Hilary Busis of Entertainment Weekly noted "The Once team sure loves an antepenultimate episode that neatly wraps up a half season's-worth of story arcs, then pivots at the last second to pave the way for a two-hour finale that's meant to feel like its own semi-standalone movie—don't they? That strategy makes sense, of course; if you're going to spend the last two hours of a season writing alt-universe fanfiction about your own alt-universe fanfiction, you may as well make sure that it won't get bogged down with resolving issues like Emma's relationship with her parents and Maleficent's relationship with her daughter and Regina's relationship with her sister. (Pattern alert!) Getting all those things out of the way mean that next week's mega-sized blowout will be free to follow its own path, maybe even without having to waste time on a fairyback. Unfortunately, it also meant that this week's hour felt more like table setting than a main course."

Amy Ratcliffe of IGN said of the episode, "Tonight's Once Upon a Time melded the past with the present seamlessly and made Regina a more layered character. Even though we watched her crush a human heart with her bare hands, the flashback also managed to make her more relatable. She and others acted in unexpected ways but because it made sense and not merely for the sake of switching it up." Ratcliffe gave the episode an 8.4 rating out of 10.

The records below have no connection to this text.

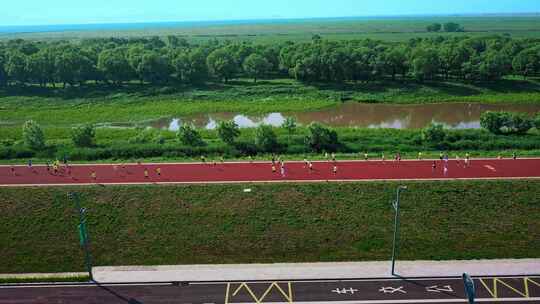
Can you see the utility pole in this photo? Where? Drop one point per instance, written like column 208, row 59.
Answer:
column 395, row 204
column 83, row 233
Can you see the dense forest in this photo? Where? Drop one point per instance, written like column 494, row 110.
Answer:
column 172, row 60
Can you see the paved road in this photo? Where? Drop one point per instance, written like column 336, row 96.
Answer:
column 262, row 172
column 382, row 291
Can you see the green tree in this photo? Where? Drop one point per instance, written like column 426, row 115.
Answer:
column 16, row 67
column 190, row 65
column 256, row 66
column 265, row 138
column 154, row 68
column 83, row 136
column 114, row 65
column 537, row 121
column 527, row 62
column 290, row 125
column 221, row 64
column 434, row 133
column 33, row 136
column 188, row 135
column 396, row 61
column 3, row 74
column 452, row 27
column 321, row 138
column 434, row 27
column 425, row 64
column 506, row 122
column 228, row 131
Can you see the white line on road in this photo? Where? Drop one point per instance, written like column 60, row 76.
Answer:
column 405, row 301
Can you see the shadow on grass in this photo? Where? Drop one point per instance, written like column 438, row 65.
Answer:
column 270, row 87
column 119, row 296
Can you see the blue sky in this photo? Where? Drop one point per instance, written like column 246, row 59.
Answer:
column 40, row 12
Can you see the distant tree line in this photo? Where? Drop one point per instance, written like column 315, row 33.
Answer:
column 173, row 60
column 449, row 27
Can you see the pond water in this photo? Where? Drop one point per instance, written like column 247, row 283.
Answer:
column 452, row 115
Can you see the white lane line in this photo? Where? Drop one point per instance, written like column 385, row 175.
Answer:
column 406, row 301
column 373, row 160
column 272, row 181
column 80, row 285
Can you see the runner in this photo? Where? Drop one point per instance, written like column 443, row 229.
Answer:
column 30, row 166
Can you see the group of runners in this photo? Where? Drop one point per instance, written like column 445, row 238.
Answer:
column 62, row 168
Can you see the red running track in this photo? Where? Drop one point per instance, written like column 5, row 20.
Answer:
column 262, row 172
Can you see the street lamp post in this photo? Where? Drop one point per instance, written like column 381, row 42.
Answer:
column 83, row 233
column 395, row 204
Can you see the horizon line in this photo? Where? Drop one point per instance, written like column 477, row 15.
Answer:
column 277, row 18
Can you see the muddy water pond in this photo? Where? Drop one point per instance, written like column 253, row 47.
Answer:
column 452, row 115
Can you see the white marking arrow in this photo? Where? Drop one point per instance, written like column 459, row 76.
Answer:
column 436, row 288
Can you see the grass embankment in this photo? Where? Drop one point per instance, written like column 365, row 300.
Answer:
column 274, row 223
column 275, row 31
column 113, row 145
column 134, row 103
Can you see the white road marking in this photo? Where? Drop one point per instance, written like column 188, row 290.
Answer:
column 436, row 288
column 405, row 301
column 490, row 168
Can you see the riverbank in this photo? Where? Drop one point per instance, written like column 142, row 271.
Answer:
column 134, row 103
column 169, row 225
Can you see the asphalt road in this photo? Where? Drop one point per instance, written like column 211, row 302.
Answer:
column 241, row 172
column 383, row 291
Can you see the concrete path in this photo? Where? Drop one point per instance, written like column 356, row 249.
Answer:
column 306, row 271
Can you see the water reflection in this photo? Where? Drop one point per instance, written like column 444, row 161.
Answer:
column 452, row 115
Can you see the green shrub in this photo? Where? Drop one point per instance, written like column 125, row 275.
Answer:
column 266, row 139
column 321, row 138
column 434, row 133
column 505, row 122
column 228, row 131
column 33, row 135
column 188, row 135
column 537, row 122
column 83, row 136
column 147, row 136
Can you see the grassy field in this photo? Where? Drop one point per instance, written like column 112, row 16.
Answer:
column 274, row 223
column 133, row 103
column 389, row 29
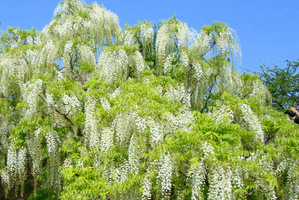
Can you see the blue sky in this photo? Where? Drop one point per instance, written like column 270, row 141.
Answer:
column 268, row 30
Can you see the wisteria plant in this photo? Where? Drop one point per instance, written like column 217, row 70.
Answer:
column 93, row 111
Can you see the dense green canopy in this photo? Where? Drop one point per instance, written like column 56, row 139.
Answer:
column 92, row 111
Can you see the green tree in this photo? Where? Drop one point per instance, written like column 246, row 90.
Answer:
column 91, row 111
column 283, row 83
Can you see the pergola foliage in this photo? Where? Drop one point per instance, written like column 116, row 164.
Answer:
column 91, row 111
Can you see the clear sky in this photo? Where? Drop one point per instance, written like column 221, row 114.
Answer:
column 268, row 30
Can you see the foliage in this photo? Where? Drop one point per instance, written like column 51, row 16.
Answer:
column 283, row 83
column 90, row 111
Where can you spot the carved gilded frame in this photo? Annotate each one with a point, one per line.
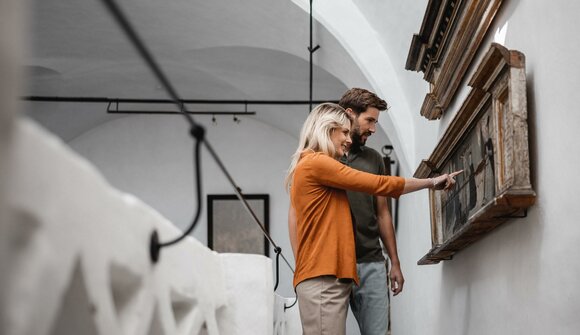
(488, 139)
(451, 33)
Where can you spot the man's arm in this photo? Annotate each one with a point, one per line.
(292, 228)
(387, 233)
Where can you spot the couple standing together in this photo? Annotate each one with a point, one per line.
(337, 191)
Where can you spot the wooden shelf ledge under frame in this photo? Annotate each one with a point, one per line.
(488, 139)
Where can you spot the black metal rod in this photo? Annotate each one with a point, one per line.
(169, 101)
(240, 196)
(196, 131)
(174, 112)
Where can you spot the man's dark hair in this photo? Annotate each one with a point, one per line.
(359, 99)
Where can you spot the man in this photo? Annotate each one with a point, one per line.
(371, 218)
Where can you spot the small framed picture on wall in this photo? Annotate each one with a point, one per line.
(231, 228)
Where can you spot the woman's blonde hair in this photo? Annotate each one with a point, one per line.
(315, 134)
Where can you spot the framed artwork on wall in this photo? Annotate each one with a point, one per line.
(231, 228)
(450, 35)
(488, 140)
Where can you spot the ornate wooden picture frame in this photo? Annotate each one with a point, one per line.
(230, 228)
(488, 139)
(450, 35)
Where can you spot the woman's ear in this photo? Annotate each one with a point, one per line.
(350, 112)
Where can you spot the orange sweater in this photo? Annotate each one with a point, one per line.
(325, 238)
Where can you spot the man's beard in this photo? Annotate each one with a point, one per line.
(357, 140)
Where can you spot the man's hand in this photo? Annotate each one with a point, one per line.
(397, 279)
(445, 181)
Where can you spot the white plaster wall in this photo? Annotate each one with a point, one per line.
(521, 278)
(151, 157)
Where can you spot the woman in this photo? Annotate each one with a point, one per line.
(320, 225)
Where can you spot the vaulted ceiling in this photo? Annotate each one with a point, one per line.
(216, 50)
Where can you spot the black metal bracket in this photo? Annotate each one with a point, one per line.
(514, 216)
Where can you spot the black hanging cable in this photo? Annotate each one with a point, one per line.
(197, 131)
(311, 50)
(277, 250)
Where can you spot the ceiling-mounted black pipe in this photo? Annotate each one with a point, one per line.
(169, 101)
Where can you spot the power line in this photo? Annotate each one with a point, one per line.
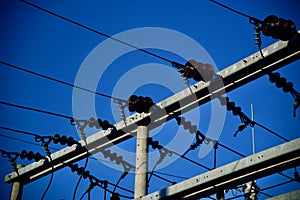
(236, 11)
(60, 81)
(35, 110)
(277, 185)
(98, 32)
(24, 141)
(171, 175)
(19, 131)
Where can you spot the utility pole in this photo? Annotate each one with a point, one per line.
(17, 188)
(141, 165)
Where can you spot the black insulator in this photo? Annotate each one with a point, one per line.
(278, 28)
(106, 153)
(119, 159)
(74, 167)
(30, 155)
(38, 157)
(288, 87)
(224, 100)
(193, 129)
(281, 82)
(139, 104)
(230, 106)
(80, 170)
(98, 124)
(187, 125)
(273, 77)
(106, 125)
(23, 154)
(198, 71)
(70, 141)
(115, 196)
(56, 138)
(85, 174)
(155, 144)
(237, 111)
(63, 140)
(113, 156)
(92, 122)
(132, 103)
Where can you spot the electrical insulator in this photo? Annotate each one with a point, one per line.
(56, 138)
(139, 104)
(30, 156)
(278, 28)
(198, 71)
(115, 196)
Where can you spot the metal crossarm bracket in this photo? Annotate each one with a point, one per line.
(276, 55)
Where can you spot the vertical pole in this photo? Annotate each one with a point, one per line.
(141, 168)
(253, 138)
(17, 188)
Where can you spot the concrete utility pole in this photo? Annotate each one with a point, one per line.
(17, 188)
(141, 169)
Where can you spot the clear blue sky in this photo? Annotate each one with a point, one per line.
(40, 42)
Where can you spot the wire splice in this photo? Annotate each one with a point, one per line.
(118, 159)
(287, 87)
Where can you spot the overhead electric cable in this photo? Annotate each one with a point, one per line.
(235, 11)
(98, 32)
(19, 131)
(35, 110)
(60, 81)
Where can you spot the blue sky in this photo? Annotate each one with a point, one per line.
(45, 44)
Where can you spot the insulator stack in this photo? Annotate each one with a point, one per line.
(198, 71)
(112, 156)
(115, 196)
(278, 28)
(187, 125)
(63, 140)
(80, 171)
(139, 104)
(31, 156)
(257, 38)
(281, 82)
(230, 106)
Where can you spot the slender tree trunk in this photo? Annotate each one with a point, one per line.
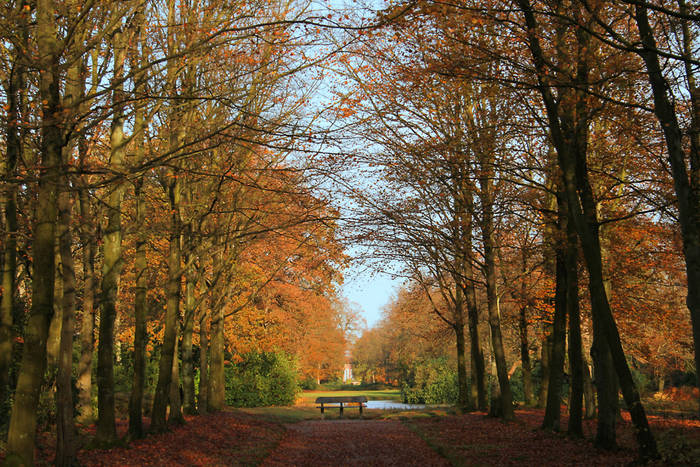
(464, 402)
(189, 406)
(87, 326)
(112, 262)
(65, 425)
(140, 263)
(203, 363)
(556, 369)
(21, 435)
(172, 314)
(687, 189)
(476, 353)
(576, 362)
(588, 391)
(140, 313)
(175, 417)
(16, 86)
(217, 390)
(570, 137)
(526, 364)
(506, 396)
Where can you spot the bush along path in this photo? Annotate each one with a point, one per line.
(286, 436)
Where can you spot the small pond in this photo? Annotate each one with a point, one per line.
(393, 405)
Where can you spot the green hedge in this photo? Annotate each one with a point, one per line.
(262, 379)
(432, 381)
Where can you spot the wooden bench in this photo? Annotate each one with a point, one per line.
(340, 402)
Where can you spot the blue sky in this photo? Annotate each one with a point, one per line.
(371, 291)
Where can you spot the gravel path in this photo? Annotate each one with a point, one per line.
(352, 442)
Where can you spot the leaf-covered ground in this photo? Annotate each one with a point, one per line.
(295, 436)
(352, 442)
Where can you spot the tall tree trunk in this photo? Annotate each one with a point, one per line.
(216, 389)
(476, 353)
(687, 188)
(189, 406)
(9, 241)
(112, 262)
(87, 325)
(140, 263)
(576, 362)
(172, 314)
(175, 416)
(526, 364)
(140, 313)
(65, 426)
(570, 137)
(487, 200)
(556, 369)
(21, 435)
(588, 391)
(463, 400)
(202, 404)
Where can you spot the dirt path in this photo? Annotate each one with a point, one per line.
(352, 442)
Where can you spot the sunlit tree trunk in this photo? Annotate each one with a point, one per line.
(686, 186)
(556, 367)
(202, 404)
(175, 416)
(216, 389)
(21, 435)
(14, 93)
(112, 262)
(189, 406)
(576, 362)
(65, 426)
(569, 131)
(486, 184)
(87, 326)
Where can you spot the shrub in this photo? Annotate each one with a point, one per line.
(309, 384)
(262, 379)
(431, 381)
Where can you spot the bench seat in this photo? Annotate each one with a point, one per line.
(341, 402)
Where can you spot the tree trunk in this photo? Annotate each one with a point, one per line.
(589, 397)
(216, 395)
(22, 431)
(189, 406)
(140, 314)
(576, 362)
(112, 262)
(476, 353)
(570, 137)
(140, 263)
(687, 189)
(65, 426)
(9, 259)
(172, 314)
(526, 365)
(556, 369)
(87, 326)
(202, 404)
(506, 396)
(175, 417)
(463, 402)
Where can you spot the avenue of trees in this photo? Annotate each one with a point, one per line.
(176, 193)
(530, 168)
(153, 224)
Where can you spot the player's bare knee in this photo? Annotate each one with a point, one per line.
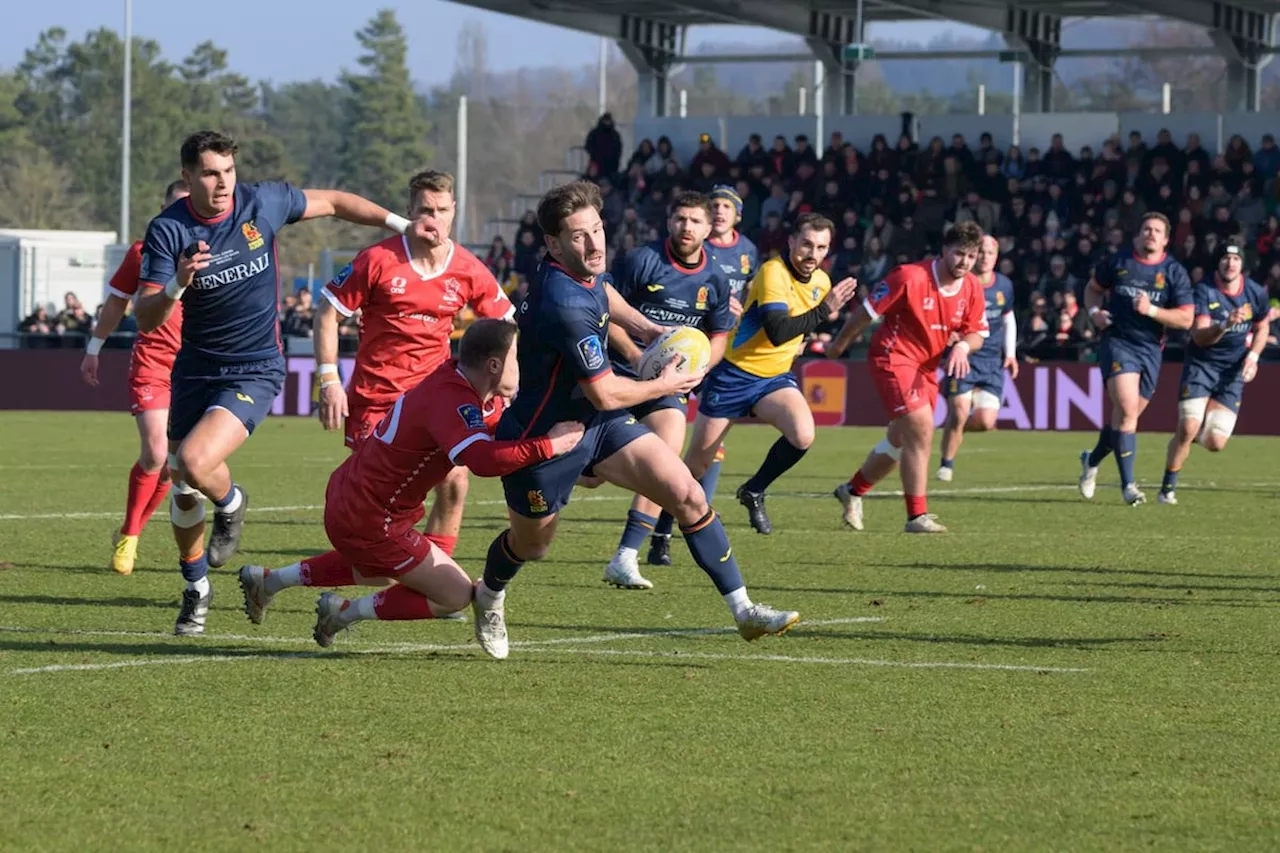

In a review from Rickey.org, Nick Roman cites "“Mother” is a bit subdued when you consider this is the penultimate episode of the season. But taken in isolation, it's one of the best standalone episodes of Once Upon A Time this season, at least from a thematic standpoint. The notion that happiness is couched in the connections we make, and the love we foster through family ties, is significant enough, but it becomes far more profound when you consider that, ultimately, the only Author that can write our happy ending is us."

Christine Orlando of TV Fanatic gave the episode a 4.7 out of 5 stars.